Behavioral therapies: Focused on a person’s emotional reaction to tinnitus, several different options appear to be effective for some people with burdensome tinnitus. Benefits include a consistent reduction in tinnitus-related distress, anxiety, and depression, as well as improvement in individuals’ overall quality of life. Specific techniques include:
Tinnitus retraining therapy is the treatment method Shatner credited for enabling him to resume an active lifestyle. The primary goal of TRT is to change your reactions to sounds evoked by tinnitus. This is accomplished through teaching/counseling aimed at reclassifying tinnitus signals to neutral stimuli; and sound therapy, which decreases tinnitus signals by enhancing background sounds. A noise-generating device is worn like a hearing aid 8-10 hours a day for up to two years, thereby helping to retrain your brain. Although this method can ease the debilitating effects of tinnitus, it doesn’t work for everyone and takes dedication and hard work to be effective.
Experimental therapies: Several cutting-edge therapies have shown promise in clinical trials.

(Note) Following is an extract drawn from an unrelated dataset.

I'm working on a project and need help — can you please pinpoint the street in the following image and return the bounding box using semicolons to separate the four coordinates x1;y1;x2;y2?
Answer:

Some of these methods are already used to treat a variety of other conditions. For example, deep brain stimulation (DBS) is an approved treatment for movement disorders such as Parkinson’s disease, as well as treatment-resistant epilepsy seizures and obsessive-compulsive disorder. Vagus nerve stimulation is approved for certain cases of treatment-resistant depression and epilepsy. Other potential, still experimental approaches for tinnitus include:
Animal studies have shown that specific nerve cells in the brain, called fusiform cells, signal phantom sounds to the rest of the brain. A home device that supplied stimulation through electrodes and earphones was tested on 20 human patients, who used the device 30 minutes a day for four weeks. The study showed that fusiform cell activity can be tamed using a combination of sounds and mild electrical stimulation of the skin. While the volume of tinnitus returned after one week, the improvement in quality of life lasted as long as several weeks. Individuals with somatic tinnitus and the associated ability to temporarily change their symptoms by clenching their jaws, sticking out their tongues, or turning or flexing their necks appeared to benefit the most from the combination of audio and electrical stimuli.
A groundbreaking study conducted at the University of Montreal uncovered insights regarding the conceptual theory known as central auditory gain and possible connection between tinnitus and hyperactivity in the brain and auditory pathways. When people with normal hearing wear earplugs, their hearing sensitivity increases, but when they wear noise generators, their sensitivity to sound decreases. This is the first study to show that gain adaptation occurs at the highest level of the auditory system, the cortex, with no observable changes in lower auditory pathway levels (e.g. inner ear, brainstem, and auditory nerve responses). Although additional studies are needed, these findings could represent a major step forward in developing new tinnitus treatment strategies.
To manage your tinnitus and lessen its impact on your life, start by getting a proper diagnosis, then work with a licensed hearing care professional to devise the best treatment options and coping strategies for your unique situation.